Check out the catalog for claustrophobia http://www.oakislandproductions.com/


----------



## Hauntiholik (May 17, 2006)

This thread is in the wrong section since this isn't a tutorial of how you made the prop. 

That catalog took awhile to download. Here's the text of the description for claustrophobia:



> Claustrophobia: The ultimate experience in claustrophobia! Guests will enter a black abyss while constantly feeling suffocated by inflated fabric panels that are pushing against them. Each set contains two pre-fabricated, FR, tear-resistant panels and two industrial air movers.

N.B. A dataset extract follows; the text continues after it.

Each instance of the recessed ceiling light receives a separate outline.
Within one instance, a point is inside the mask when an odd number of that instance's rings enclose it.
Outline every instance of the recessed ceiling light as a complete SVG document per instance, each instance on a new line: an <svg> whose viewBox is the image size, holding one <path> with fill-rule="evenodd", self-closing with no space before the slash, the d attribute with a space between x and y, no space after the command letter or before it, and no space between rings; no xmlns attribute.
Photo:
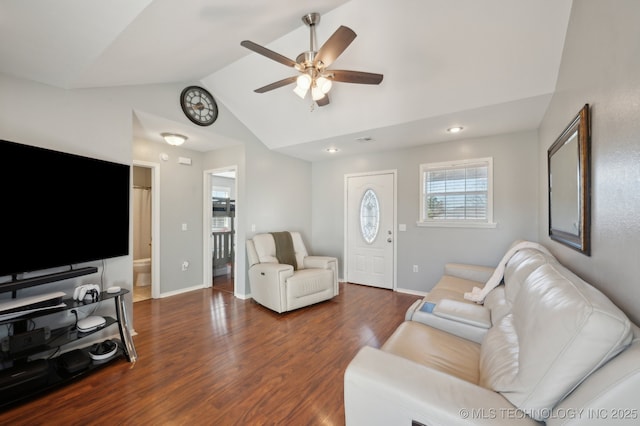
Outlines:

This will be one of the best rooms in your haunt!
> 
> Claustrophobia II: And you thought the original claustrophobia was tantalizingly disturbing! Guests enter a black abyss and suddenly realize the ceiling is closing in on them getting them lower and lower. Talk about a perfect time for an unsuspecting startle scare! Effect comes
> with air blower and pre-fabricated, tearresistant, FR fabric panel. This is one effect that everyone will be down with!


----------



## xxnonamexx (Sep 12, 2007)

I am asking if someone knows how to make it.


----------



## Toktorill (Sep 15, 2007)

Just guessing, but what I would do, is have the guests in the middle, two large tarps attached floor and ceiling to 2x4's, hanging a few feet apart, and big fans on the outside. I would either ground the tarps to get rid of static from all those people moving between them, OR a metal door knob or something people have to touch further on.


----------



## Hauntiholik (May 17, 2006)

Would this be for a pro-haunt or a home haunt? Would the nylon have to be treated with fire retardant because it would be touching the patrons and it's flammable.


----------



## xxnonamexx (Sep 12, 2007)

home haunt doesn't need to be flammable if it wors then next years pro haunt will need to be non flammable


----------



## Dr Frankenscream (Dec 1, 2007)

xxnonamexx,

I was able to walk through the Claustrophobia set up at Transworld in 2008. It was actually confusing for people going through. They thought it was a dead-end and turned around and went back the wrong way trying to get out. I went through it. It wasn't really scary and I was more concerned about what the previous people had left on the walls that was now on me.

Dr. Frankenscream


----------



## xxnonamexx (Sep 12, 2007)

I went through a 25ft. one at Headless Horsemen and it was awesome everyone loved it and though it would never end. It was AWESOME everyone knew how to go through b/c it was set up correctly.


----------



## dflowers2 (Mar 5, 2007)

One of the best known manufacturers of the fabric used in inflatable attractions is the Seaman Corp. The have a product called "Play-Rite" fabric and it is available in FR and Non-FR. The FR version is 3818 FRLTC and the Non-FR version is 3816 MFRLTC. Not sure on pricing.


----------



## dflowers2 (Mar 5, 2007)

Also, although they do not have pricing, another company is TMI, Inc. Most companies that make inflatables use 10 oz PVC (Vinyl) coated polyester or nylon. TMI, Inc. has 10 oz PVC coated polyester that meets the FR rating for California which is compatible with NFPA in most instances.


----------



## kprimm (Mar 14, 2009)

Claustrophobia is a terrific effect, I have been through it a few times and it is totally cool.


----------